Pleural effusion is frequently sampled for both diagnostic and therapeutic ends. Cytological examination remains an essential aspect of evaluation of the pet with pleural effusion. Markers in pleural effusion are commonly evaluated in people but have rarely been looked at in animals. It is wise to recall that with malignant pleural effusions, neoplastic cells may be relatively hard to identify and large quantities of fluid may need to be evaluated to confirm the diagnosis.

Diagram of the endobronchial anatomy in normal dogs. Originally published by Amis, T and McKiernan, BC (see below)

References

Amis T and McKiernan BC. Systemic identification of endobronchial anatomy during bronchoscopy in the dog. Am J Vet Research 1986, 47: 2649-2657.

Rha J and Mahony O. Bronchoscopy in small animal medicine: indications, instrumentation, and techniques. Clin Tech Small Anim Pract 1999 14: 207-212.

McCullough S and Brinson J. Collection and interpretation of respiratory cytology. Clin Tech Small Anim Pract. 1999 Nov;14(4):220-6.
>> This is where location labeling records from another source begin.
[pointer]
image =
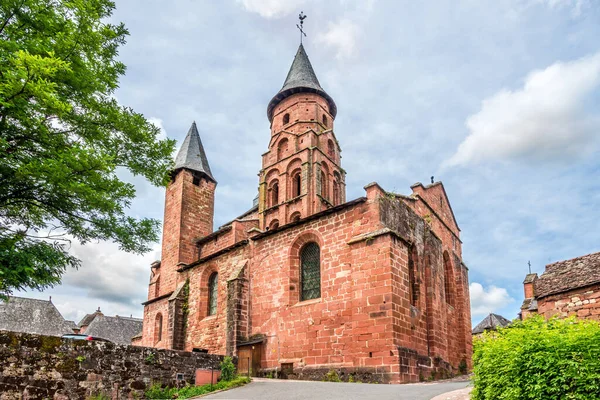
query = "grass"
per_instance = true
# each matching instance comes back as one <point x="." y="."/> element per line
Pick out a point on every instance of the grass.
<point x="156" y="392"/>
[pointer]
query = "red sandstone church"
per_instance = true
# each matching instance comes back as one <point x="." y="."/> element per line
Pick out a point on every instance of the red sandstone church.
<point x="306" y="281"/>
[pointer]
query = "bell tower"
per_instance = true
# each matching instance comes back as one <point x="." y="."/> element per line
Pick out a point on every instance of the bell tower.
<point x="301" y="171"/>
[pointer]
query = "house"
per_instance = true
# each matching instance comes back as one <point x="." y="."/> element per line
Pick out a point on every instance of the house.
<point x="490" y="323"/>
<point x="566" y="288"/>
<point x="305" y="280"/>
<point x="20" y="314"/>
<point x="117" y="329"/>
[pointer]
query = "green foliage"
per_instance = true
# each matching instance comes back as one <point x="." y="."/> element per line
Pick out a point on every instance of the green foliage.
<point x="100" y="396"/>
<point x="332" y="376"/>
<point x="63" y="136"/>
<point x="150" y="359"/>
<point x="227" y="369"/>
<point x="157" y="392"/>
<point x="538" y="359"/>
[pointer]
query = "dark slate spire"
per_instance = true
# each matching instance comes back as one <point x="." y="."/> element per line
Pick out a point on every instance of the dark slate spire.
<point x="301" y="78"/>
<point x="191" y="154"/>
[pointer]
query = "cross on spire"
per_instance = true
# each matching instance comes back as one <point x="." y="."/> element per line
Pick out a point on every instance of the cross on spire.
<point x="301" y="17"/>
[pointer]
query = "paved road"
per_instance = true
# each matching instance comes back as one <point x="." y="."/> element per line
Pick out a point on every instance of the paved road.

Norris CR et al. Use of keyhole lung biopsy for diagnosis of interstitial lung diseases in dogs and cats: 13 cases (1998-2001).J Am Vet Med Assoc. 2002 Nov 15;221(10):1453-9.

DeBarry JN et al. Correlation between fine-needle aspiration cytopathology and histopathology of the lung in dogs and cats.J Am Anim Hosp Assoc. 2002 Jul-Aug;38(4):327-36.

Bailiff NL et al. Clinical signs, clinicopathological findings, etiology, and outcome associated with hemoptysis in dogs: 36 cases (1990-1999).J Am Anim Hosp Assoc. 2002 Mar-Apr;38(2):125-33.

Norris CR et al. Comparison of results of thoracic radiography, cytologic evaluation of bronchoalveolar lavage fluid, and histologic evaluation of lung specimens in dogs with respiratory tract disease: 16 cases (1996-2000). J Am Vet Med Assoc. 2001 May 1;218(9):1456-61.

Miedouge M et al.Evaluation of seven tumour markers in pleural fluid for the diagnosis of malignant effusions.Br J Cancer. 1999 Nov;81(6):1059-65.